Virginia: A Statewide Approach to Promoting Urban Wood Use

Story by Jenny McGarvey, Alliance for the Chesapeake Bay; videos courtesy of the Virginia Department of Forestry

The Virginia Urban Wood Group (the Group) is a state-wide effort spearheaded by the Virginia Department of Forestry (VDOF) in partnership with the Virginia Cooperative Extension and the Virginia Urban Forest Council. Group members include municipalities, private-sector urban wood businesses, researchers from Virginia Tech, as well as representatives from the primary partners. The group formed in 2017 in collaboration between the VDOF’s Marketing and Utilization office and Urban and Community Forestry Program. 

When localities remove urban trees due to storm damage, pest outbreak, development, or for other reasons, they traditionally turn the wood into firewood or mulch, or take it to the landfill. There is an opportunity for a higher use of some of the wood to create alternative products such as boards, furniture, and artisan crafts. The Virginia Urban Wood Group seeks to promote greater urban wood use across the Commonwealth through improved marketing and utilization, and to aid communities in planning and managing for their urban forest “from-cradle-to-cradle.” 

Existing Efforts

The Virginia Urban Wood Group has hosted several urban wood trainings and meetings throughout the state and produced multiple resources since their founding. Events include the Mid-Atlantic Urban Wood Forum: “Applied Practices in Utilization” held in Richmond on August 2017. The agenda and presentations are available on their website. They also criss-cross the Commonwealth hosting urban wood business development workshops to help foster information exchange and develop a network among businesses that operate along the urban wood products spectrum. Prior workshop locations include the Richmond-based Hardywood Park Craft Brewery West Creek Campus and Harrisonburg.

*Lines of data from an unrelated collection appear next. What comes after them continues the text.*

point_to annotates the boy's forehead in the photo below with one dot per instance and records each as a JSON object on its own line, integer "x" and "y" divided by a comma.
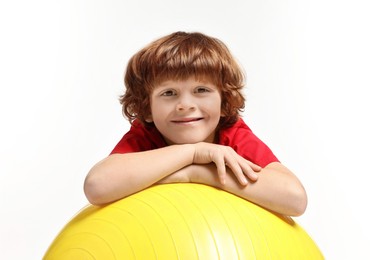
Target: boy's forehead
{"x": 167, "y": 82}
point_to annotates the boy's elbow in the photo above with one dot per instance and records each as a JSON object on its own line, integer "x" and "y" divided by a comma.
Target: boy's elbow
{"x": 299, "y": 202}
{"x": 93, "y": 190}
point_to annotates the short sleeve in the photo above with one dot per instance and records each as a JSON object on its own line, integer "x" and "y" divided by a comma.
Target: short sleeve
{"x": 241, "y": 138}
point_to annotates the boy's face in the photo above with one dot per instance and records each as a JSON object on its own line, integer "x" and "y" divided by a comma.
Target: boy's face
{"x": 186, "y": 111}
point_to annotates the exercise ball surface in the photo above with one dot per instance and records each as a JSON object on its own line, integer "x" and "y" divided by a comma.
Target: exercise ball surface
{"x": 181, "y": 221}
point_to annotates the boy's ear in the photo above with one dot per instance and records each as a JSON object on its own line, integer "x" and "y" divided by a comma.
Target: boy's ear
{"x": 149, "y": 119}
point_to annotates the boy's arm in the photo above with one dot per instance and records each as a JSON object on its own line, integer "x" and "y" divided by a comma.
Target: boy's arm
{"x": 276, "y": 189}
{"x": 120, "y": 175}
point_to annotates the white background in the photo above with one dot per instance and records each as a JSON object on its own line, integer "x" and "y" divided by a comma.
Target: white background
{"x": 62, "y": 62}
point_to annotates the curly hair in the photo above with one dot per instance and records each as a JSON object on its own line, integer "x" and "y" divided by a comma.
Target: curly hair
{"x": 179, "y": 56}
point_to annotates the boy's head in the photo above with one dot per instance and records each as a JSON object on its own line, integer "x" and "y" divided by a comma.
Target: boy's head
{"x": 180, "y": 56}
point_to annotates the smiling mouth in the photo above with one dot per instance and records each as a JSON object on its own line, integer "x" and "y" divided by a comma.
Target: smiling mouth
{"x": 187, "y": 120}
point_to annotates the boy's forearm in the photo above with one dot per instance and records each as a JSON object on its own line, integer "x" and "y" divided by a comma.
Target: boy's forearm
{"x": 120, "y": 175}
{"x": 276, "y": 189}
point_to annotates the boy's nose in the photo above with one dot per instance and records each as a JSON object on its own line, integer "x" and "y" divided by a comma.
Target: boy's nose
{"x": 185, "y": 104}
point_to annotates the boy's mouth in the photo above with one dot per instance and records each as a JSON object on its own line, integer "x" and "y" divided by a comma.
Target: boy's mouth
{"x": 187, "y": 120}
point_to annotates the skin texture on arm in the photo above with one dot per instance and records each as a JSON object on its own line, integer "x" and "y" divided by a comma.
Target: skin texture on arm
{"x": 276, "y": 189}
{"x": 120, "y": 175}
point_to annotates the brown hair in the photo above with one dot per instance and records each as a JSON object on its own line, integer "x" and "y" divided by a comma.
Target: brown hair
{"x": 179, "y": 56}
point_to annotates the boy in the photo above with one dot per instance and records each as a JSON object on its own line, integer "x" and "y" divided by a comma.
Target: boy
{"x": 183, "y": 99}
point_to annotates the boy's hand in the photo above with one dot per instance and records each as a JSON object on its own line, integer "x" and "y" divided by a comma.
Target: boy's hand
{"x": 223, "y": 156}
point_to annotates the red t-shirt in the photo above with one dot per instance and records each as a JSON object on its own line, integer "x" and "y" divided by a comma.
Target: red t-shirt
{"x": 239, "y": 136}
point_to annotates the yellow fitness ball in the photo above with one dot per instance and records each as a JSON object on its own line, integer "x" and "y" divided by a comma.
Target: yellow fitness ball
{"x": 181, "y": 221}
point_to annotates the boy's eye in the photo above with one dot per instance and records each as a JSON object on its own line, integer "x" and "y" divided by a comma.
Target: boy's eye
{"x": 168, "y": 93}
{"x": 201, "y": 90}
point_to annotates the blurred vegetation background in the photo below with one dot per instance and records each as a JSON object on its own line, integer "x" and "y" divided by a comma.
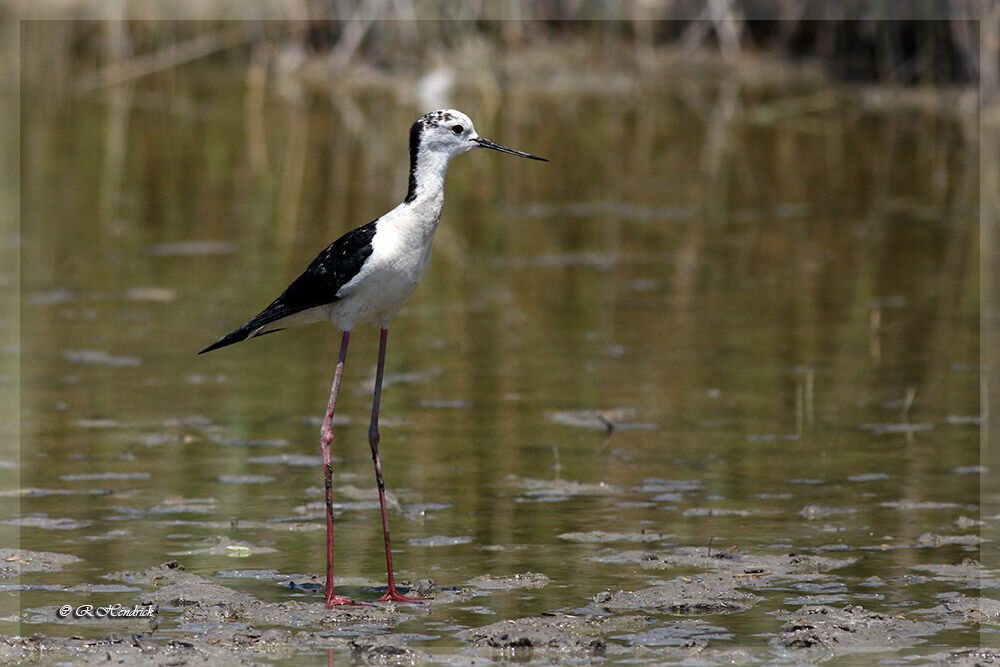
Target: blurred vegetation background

In 2018, the Virginia Urban Wood Group launched the Urban and Small Woodlot Forestry Business Directory, built with funds from the US Forest Service Southern Region and the Virginia Department of Forestry. This interactive tool offers a searchable list of businesses with a variety of services to help communities and small-acreage landowners to manage and utilize their trees. 

In 2019, they produced two videos highlighting success stories of urban wood utilization in the cities of Harrisonburg and Roanoke. The videos tell the story of each community’s urban wood utilization program and highlights how from start to finish, the wood product never leaves the community. The Group hopes the videos help Harrisonburg and Roanoke further embrace their urban wood programs, and early signs signal their success. For example, the city of Harrisonburg prominently displays their urban wood program on their website

 

Ongoing and Future Efforts

The city of Harrisonburg and town of Woodstock both have urban wood use plans. These plans, developed with assistance from VDOF, lay out a holistic strategy for incorporating urban wood into future planning efforts and are an appendix to their existing urban forest management plans. As a next step, VDOF is developing a template urban wood use plan that other localities may adapt for their urban forestry program. The VDOF Marketing and Utilization office and Urban and Community Forestry Program also are helping VDOF field staff to become oriented on creating such a plan.

The Group is set to train the next generation of Virginia foresters, as well. They hosted an urban wood business development workshop in Fairfield, Virginia and invited natural resources students from the local Dabney S. Lancaster Community College to participate. In October 2019, the Group plans to repeat this approach by hosting a workshop in Blacksburg and will invite current students in the Virginia Tech Forest Products course to attend.

VDOF is sharing their statewide approach to promoting urban wood usage at the regional and national level. The October 2019 Mid-Atlantic Chapter of the International Society of Arboriculture in Blacksburg will include an urban wood track to help arborists think through alternative use and how the wood can be utilized internally for products such as biochar. Joe Lehnen, Forest Utilization & Marketing Specialist at VDOF, is developing the track for the meeting. Lara Johnson, Urban & Community Forestry Partnership Coordinator at VDOF, will present on their work at the Partners in Community Forest Conference in November 2019.  

Measure of Success

The Group marks its greatest successes in the new and flourishing partnerships and collaborations that their efforts have helped generate. Each new workshop seems to lead to another business opportunity. Each of these small steps are fundamental to building the urban wood economy.